The senators, three Democrats and three Republicans, "have reached an agreement in principle that addresses border security, the diversity visa lottery, chain migration/family reunification and the Dream Act," they wrote in a statement.
"We are now working to build support for that deal in Congress."
Details of the plan were not immediately available.
The significance of their agreement was initially unclear. White House spokeswoman Sarah Huckabee Sanders said earlier Thursday no deal has been reached and said the White House would keep working toward an agreement.
The six senators are Democrats Dick Durbin, Michael Bennet and Robert Menendez, and Republicans Lindsey Graham, Jeff Flake and Cory Gardner.
The proposal was to be presented to the White House for U.S. President Donald Trump's consideration before seeking passage in the Senate and House of Representatives.
At a White House meeting two days ago with a large group of lawmakers, Trump said he would accept whatever legislation Congress presents him. But conservatives have been pressing him to stand behind their efforts to curtail new immigration.
The Senate group has been working for months in hopes of crafting legislation that would prevent the around 750,000 illegal immigrants brought to the United States as children — known as Dreamers — from being subject to deportation after Trump ended a program providing them with temporary legal status and work permits.
Without action by Congress, the Dreamers, who are largely from Mexico and Central American countries, could be subject to deportation beginning in early March.
Senate negotiators were trying to get legislation assembled by next week so it could possibly be attached to a spending bill that Congress will have to pass to avoid government shutdowns after Jan. 19. A thicket of controversial provisions has been under discussion, according to lawmakers, congressional aides and immigration experts outside of government.

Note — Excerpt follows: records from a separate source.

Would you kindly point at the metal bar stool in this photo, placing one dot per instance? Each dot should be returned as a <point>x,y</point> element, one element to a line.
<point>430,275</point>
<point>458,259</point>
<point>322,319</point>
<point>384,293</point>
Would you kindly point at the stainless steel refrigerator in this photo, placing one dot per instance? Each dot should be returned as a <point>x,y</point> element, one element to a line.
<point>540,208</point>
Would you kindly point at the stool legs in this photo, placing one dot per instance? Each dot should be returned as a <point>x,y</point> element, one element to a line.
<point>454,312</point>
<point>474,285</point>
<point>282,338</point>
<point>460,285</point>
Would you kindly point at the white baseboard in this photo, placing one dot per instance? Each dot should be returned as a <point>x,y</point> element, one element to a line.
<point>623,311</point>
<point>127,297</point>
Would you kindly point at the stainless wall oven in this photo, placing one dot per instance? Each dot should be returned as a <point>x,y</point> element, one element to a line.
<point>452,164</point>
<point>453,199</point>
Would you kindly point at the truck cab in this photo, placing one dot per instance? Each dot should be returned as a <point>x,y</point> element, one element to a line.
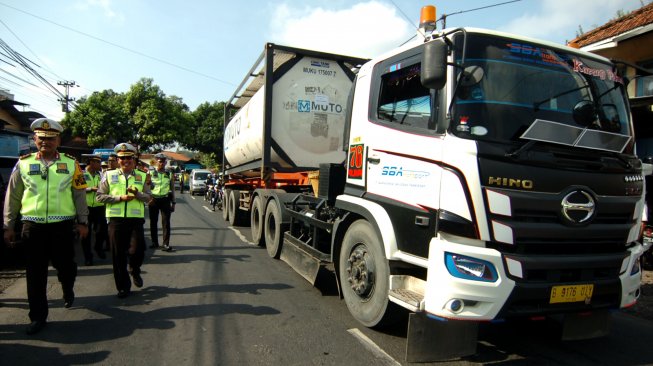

For example, Democratic Representative Henry Cuellar said in a brief interview on Wednesday that the legislation should include protections from deportation for parents of Dreamers. Many conservatives would balk at providing "amnesty" to parents who brought their families across the border illegally.
One possible compromise, according to congressional aides, could be to let these parents receive temporary legal status that could be renewed every three years. But unlike their children, the parents would never be placed on a pathway to citizenship. That could anger Dreamers and Hispanic groups who have long railed against creating a "second-class" category of people in the United States.
End to lottery system?
Also under consideration, according to congressional aides, is a plan to restructure the "diversity" immigrant visa program so that it no longer operates via a lottery system. The program, which aims to provide visas to people from countries with low rates of immigration to United States, currently distributes up to 50,000 visas a year.
A related initiative, according to congressional aides, would shore up the Temporary Protection Status program that has been under attack by the Trump administration. Trump has decided, for example, to end the TPS status granted to about 200,000 people from El Salvador following a devastating earthquake in the central American country.
TPS grants legal status to immigrants, allowing them to work.
A border security provision is likely to include more money for a mix of additional physical barriers and technology along the U.S. border with Mexico but probably not a border wall on the scale that Trump campaigned on in 2016.
For years, Congress has weighed clamping down on what conservatives call "chain migration," which opens the door for immediate relatives of legal immigrants to come the United States — often following a protracted wait time. It was not clear whether the senators' deal would somehow target parents or siblings seeking entry.